SNSを利用する機会が増える年末年始の休暇。SNSで利用するパスワードの注意点について、過去の事例を参考に改めて考え直してみてはいかがだろうか。

[Robert Siciliano ,McAfee Blog]

(このコンテンツはマカフィー「McAfee Blog Central」からの転載です。一部を変更しています。)

 SNSにとって、セキュリティは最優先事項ではありません。大半のSNSは、銀行に期待されるのと同じ警戒レベルでデータを保護することはありません。そもそもSNSでは、強力なパスワードを要求されていないのが実状です。Webメールやオンラインバンキングなど、重要度の高いWebサイトで同じパスワードを使い回している場合、SNSのアカウントが侵害されると、他のアカウントも同時に危険に晒されることになります。

 2009年12月、SNS向けのアプリケーションを作成しているRockYouで情報漏えいが発生した後、3200万件のパスワードがインターネットに公開されました。この情報漏えいにより、SNSの大半のユーザーが利用しているパスワードは弱いことが明らかになりました。

 InformationWeek誌は、「主要なSNSはパスワードの長さを6文字以上にすることを推奨しているが、ほとんとのSNSがパスワードの複雑さをチェックする仕組みは持っていない」と報告しています。

 パスワードが暴露された3200万人のうち、約1%のユーザーが「123456」を使っていました。その次に多いのが「12345」。「princess」や「qwerty」、「abc123」も広く使われていました。
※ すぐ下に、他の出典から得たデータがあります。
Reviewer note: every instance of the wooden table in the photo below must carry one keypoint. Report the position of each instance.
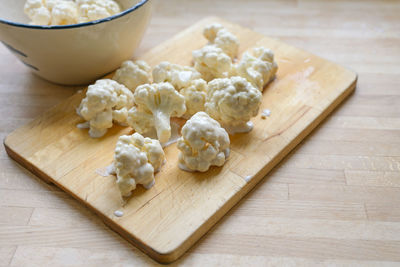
(334, 200)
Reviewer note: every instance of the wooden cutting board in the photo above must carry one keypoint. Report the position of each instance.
(169, 218)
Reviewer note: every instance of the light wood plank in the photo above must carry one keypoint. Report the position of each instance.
(363, 35)
(367, 194)
(15, 215)
(6, 254)
(368, 178)
(300, 98)
(294, 209)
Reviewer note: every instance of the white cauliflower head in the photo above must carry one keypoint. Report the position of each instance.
(136, 159)
(178, 76)
(132, 74)
(162, 101)
(38, 12)
(140, 120)
(90, 10)
(217, 35)
(106, 101)
(64, 13)
(195, 96)
(259, 68)
(204, 143)
(232, 102)
(212, 62)
(51, 12)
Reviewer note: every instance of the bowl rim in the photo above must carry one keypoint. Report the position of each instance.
(78, 25)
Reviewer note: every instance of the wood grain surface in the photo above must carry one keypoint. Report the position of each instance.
(168, 219)
(334, 200)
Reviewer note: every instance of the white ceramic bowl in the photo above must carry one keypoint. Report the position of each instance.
(78, 53)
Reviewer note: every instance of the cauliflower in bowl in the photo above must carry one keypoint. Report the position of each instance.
(66, 12)
(204, 143)
(136, 159)
(232, 102)
(90, 10)
(51, 12)
(106, 101)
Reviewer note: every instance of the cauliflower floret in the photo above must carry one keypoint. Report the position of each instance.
(195, 97)
(160, 101)
(90, 10)
(132, 74)
(106, 101)
(37, 11)
(259, 69)
(212, 62)
(217, 35)
(135, 161)
(64, 13)
(141, 121)
(232, 102)
(51, 12)
(203, 143)
(178, 76)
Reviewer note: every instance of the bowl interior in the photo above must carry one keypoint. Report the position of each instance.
(13, 10)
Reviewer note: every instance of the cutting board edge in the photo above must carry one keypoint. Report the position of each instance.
(174, 253)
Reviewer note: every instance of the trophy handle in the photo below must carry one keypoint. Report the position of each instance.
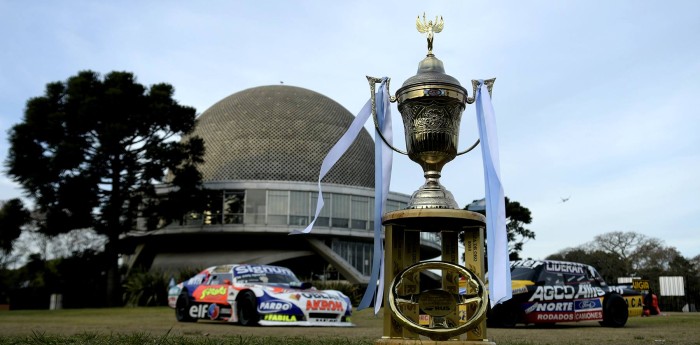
(475, 85)
(470, 100)
(372, 82)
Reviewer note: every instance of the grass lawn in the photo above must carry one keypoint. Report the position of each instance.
(158, 326)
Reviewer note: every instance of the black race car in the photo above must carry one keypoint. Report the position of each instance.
(547, 292)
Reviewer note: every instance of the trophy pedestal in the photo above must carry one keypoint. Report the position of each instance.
(403, 230)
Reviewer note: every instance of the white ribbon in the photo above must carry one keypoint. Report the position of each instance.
(496, 237)
(382, 174)
(334, 155)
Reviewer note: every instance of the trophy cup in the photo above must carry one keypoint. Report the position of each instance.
(431, 105)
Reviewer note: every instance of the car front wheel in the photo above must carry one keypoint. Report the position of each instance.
(182, 308)
(615, 311)
(247, 309)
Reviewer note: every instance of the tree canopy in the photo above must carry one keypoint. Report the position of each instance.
(517, 216)
(13, 216)
(90, 151)
(630, 254)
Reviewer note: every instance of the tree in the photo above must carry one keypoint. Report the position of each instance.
(517, 216)
(13, 216)
(621, 244)
(89, 151)
(609, 265)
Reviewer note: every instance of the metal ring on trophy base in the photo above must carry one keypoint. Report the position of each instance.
(434, 219)
(439, 303)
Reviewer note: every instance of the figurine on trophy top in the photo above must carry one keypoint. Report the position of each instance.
(430, 28)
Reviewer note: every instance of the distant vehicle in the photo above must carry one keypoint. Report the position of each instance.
(548, 292)
(257, 295)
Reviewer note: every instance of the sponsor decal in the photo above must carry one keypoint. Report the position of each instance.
(213, 292)
(222, 269)
(526, 263)
(313, 305)
(200, 311)
(589, 315)
(554, 306)
(529, 309)
(319, 295)
(274, 306)
(213, 311)
(261, 269)
(197, 280)
(280, 317)
(424, 319)
(551, 293)
(588, 304)
(564, 267)
(555, 317)
(634, 301)
(323, 320)
(639, 284)
(519, 290)
(616, 289)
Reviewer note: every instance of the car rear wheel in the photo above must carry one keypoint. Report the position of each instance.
(182, 307)
(504, 315)
(247, 309)
(615, 312)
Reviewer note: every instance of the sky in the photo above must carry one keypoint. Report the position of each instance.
(595, 101)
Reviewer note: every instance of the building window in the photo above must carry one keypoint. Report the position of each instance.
(392, 205)
(255, 206)
(234, 206)
(340, 211)
(360, 212)
(357, 254)
(277, 207)
(299, 208)
(323, 217)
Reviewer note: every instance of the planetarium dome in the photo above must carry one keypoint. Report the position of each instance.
(281, 133)
(264, 147)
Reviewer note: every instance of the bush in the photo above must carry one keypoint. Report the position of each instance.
(144, 289)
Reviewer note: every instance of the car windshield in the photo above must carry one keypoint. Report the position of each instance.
(522, 273)
(268, 278)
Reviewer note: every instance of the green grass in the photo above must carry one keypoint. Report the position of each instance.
(157, 325)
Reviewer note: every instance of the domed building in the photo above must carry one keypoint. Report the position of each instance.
(264, 149)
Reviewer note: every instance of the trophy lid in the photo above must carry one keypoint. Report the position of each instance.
(431, 70)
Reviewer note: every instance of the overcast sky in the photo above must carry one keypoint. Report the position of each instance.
(596, 101)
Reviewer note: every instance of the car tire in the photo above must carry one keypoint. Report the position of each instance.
(615, 312)
(247, 309)
(504, 315)
(182, 308)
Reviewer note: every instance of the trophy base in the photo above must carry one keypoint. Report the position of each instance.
(402, 341)
(432, 196)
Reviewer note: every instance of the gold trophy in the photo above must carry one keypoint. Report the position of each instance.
(431, 105)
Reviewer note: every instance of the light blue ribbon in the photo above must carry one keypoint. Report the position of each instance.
(500, 289)
(382, 172)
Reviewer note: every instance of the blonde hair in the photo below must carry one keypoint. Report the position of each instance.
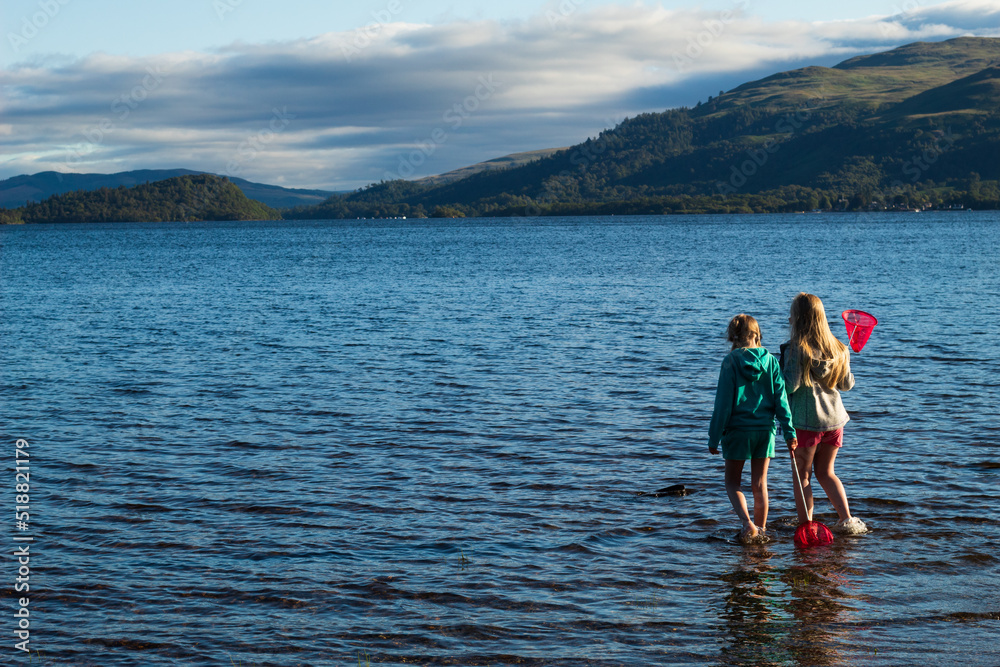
(743, 332)
(812, 337)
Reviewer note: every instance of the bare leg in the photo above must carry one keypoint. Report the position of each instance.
(804, 460)
(758, 481)
(734, 473)
(827, 478)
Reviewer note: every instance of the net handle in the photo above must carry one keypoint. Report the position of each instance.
(798, 482)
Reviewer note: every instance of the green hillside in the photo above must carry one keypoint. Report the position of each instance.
(910, 127)
(183, 198)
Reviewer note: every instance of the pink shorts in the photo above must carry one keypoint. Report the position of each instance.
(813, 438)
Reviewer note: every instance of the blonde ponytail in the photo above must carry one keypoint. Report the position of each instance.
(812, 337)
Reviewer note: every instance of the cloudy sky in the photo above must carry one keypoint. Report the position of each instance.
(336, 94)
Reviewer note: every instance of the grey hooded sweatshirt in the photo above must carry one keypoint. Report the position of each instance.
(815, 408)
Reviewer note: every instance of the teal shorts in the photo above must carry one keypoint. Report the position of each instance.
(746, 445)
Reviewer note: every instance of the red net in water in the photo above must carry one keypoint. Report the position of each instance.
(859, 327)
(812, 534)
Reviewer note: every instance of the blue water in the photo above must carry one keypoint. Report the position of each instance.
(420, 442)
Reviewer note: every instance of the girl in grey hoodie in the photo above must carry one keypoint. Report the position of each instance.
(817, 367)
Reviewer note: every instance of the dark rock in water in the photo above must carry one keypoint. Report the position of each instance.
(675, 490)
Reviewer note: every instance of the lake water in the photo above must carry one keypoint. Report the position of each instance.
(419, 442)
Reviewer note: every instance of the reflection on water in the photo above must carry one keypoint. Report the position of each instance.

 別の事例では、フィッシング詐欺師がオンラインフォーラムに数千件のHotmailのアドレスと関連するパスワードを投稿したケースもあります。これらのパスワードも同様に、簡単な数字もしくはアルファベットの組み合わせが大半を占めており、暴露されたパスワードの60%が全て数字か小文字でした。最も頻繁に使われていたパスワードの中には、「111111」「123456」「1234567」「12345678」「123456789」といったものがありました。また、フィッシング詐欺の被害者の多くが、子供や配偶者などの名前をパスワードに使用していることも明らかになりました。

 当然のことながら、単純なパスワードを使用すると、ハッキングされる可能性が相当に高まります。SNSのアカウントだけではなく、全てのオンラインアカウントで、強力かつ安全なパスワードを使用することが非常に重要です。また、アカウントごとに異なるパスワードを使用することも必要です。Webメール、オンラインバンキングなど、重要性の高いアカウントと同じパスワードをSNSに使用することは、なりすまし犯罪を招くことにつながるといえるでしょう。

 サイバー犯罪から個人情報を保護するためには、基本的なセキュリティの注意事項を順守すると同時に、安全で強固なパスワードを保有し、状況に応じた使用と管理が必要です。